2. Experiment report and explanation

(1) Negative: When the entire detection system (including various quality controls) is normal, when the sample to be tested is at the appropriate initial dilution, the experimental matrix has no obvious fluorescent staining, or there is no identifiable fluorescent model , Said the serum sample to be tested negative for some autoantibody.

(2) Positive: When the entire detection system (including various quality controls) is normal, when the serum sample to be tested is at a suitable initial dilution, it will produce a specific fluorescence that is significantly higher than that of the negative control, and there are clear and identifiable Fluorescence mode, it is said that a certain antibody to be tested in the serum sample to be tested is positive.

Note that sometimes in the application report, the result of the autoantibody applied for testing is negative, while other autoantibodies are found to be positive. In this case, if the detected autoantibody has obvious clinical significance, the result should be reported. If the autoantibody has no clear clinical significance, it may not be reported to avoid confusion. However, if clinicians and laboratory workers are cooperating on research, they can report or communicate separately.

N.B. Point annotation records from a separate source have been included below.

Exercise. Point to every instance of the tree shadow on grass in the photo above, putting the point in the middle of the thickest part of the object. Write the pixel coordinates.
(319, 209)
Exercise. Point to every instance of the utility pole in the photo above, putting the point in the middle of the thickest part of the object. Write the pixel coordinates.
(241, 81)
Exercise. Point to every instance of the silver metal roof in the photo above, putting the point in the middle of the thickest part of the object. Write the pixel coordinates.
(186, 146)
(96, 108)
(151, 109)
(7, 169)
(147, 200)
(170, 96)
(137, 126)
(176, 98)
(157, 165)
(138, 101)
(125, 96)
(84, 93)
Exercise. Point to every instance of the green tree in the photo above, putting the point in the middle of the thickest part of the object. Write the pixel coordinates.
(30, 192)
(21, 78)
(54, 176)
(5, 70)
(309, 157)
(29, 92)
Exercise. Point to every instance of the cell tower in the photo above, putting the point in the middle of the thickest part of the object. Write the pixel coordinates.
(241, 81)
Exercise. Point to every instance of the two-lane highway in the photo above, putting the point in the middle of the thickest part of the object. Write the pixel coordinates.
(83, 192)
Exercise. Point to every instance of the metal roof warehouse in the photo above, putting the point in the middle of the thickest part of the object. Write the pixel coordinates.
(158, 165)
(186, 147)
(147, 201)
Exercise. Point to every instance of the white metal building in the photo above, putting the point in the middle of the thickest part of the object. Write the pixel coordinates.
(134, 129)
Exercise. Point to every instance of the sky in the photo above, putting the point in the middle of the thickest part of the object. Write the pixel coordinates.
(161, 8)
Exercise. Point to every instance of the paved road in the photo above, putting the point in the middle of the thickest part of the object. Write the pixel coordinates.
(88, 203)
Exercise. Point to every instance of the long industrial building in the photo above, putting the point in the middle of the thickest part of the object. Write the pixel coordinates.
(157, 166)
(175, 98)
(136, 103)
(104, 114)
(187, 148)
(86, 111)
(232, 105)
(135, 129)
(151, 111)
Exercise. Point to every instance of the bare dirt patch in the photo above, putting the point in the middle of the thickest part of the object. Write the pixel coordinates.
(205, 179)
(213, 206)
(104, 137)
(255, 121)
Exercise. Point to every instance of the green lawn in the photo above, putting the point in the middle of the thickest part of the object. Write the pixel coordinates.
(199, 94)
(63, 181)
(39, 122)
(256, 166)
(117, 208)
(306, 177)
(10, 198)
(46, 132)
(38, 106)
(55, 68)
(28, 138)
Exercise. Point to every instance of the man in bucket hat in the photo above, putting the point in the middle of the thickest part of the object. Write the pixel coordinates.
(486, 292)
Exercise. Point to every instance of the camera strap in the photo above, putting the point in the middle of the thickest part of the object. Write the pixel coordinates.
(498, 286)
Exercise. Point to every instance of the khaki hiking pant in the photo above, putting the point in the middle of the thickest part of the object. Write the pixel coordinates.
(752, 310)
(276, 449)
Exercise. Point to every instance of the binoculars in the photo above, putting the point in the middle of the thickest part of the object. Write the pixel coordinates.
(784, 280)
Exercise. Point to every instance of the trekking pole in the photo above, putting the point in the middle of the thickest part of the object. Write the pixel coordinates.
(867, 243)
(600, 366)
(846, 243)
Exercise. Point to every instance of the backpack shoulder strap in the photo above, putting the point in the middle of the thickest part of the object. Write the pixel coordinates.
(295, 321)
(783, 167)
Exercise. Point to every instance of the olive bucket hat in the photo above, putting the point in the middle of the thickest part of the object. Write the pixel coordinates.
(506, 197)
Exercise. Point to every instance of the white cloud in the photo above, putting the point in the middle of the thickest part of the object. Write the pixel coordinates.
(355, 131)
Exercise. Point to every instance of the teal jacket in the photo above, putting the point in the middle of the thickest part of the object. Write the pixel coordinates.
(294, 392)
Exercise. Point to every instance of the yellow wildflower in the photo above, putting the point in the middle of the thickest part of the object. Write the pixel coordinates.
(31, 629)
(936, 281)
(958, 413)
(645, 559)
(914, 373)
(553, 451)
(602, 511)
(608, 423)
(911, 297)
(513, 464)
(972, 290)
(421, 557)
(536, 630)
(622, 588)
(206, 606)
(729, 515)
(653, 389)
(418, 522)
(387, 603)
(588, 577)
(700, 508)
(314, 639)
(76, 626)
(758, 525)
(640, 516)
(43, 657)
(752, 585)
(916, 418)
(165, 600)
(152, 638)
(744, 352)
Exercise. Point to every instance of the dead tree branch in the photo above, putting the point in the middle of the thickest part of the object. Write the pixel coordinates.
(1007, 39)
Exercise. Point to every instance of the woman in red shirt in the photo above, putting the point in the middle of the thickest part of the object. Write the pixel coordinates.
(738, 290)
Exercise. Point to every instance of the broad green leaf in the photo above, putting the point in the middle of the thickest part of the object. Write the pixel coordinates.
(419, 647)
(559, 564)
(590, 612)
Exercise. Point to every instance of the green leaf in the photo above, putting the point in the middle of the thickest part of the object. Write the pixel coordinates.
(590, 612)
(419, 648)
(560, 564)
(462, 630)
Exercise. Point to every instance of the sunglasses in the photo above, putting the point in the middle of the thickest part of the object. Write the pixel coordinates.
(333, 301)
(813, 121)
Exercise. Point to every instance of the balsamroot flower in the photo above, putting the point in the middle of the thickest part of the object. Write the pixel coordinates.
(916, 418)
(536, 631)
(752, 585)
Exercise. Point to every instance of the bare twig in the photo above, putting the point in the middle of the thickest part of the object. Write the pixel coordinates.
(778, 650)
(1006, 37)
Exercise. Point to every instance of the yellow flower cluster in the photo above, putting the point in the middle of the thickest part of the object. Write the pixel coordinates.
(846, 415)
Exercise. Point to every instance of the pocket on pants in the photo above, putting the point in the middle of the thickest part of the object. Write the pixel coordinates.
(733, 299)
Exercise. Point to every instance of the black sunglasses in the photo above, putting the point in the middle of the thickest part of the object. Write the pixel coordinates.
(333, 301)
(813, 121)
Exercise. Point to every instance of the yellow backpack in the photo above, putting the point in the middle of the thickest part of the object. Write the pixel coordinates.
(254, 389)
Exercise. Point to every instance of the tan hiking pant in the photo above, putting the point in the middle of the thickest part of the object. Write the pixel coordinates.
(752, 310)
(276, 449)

(3) Immunofluorescence mode; for positive results, the fluorescence mode should be reported to initially provide the specificity of the target antigen against which autoantibodies are directed, and provide information for further “level 2” testing.

(4) Titer: Titer is defined as the highest dilution of the specific fluorescent reaction that can be observed compared with the negative serum of the same dilution. The test results should report the titer to provide dynamic information for the clinic, because autoantibody-positive patients need to be tested multiple times during the diagnosis and treatment process, and the titer of some autoantibodies is closely related to the condition.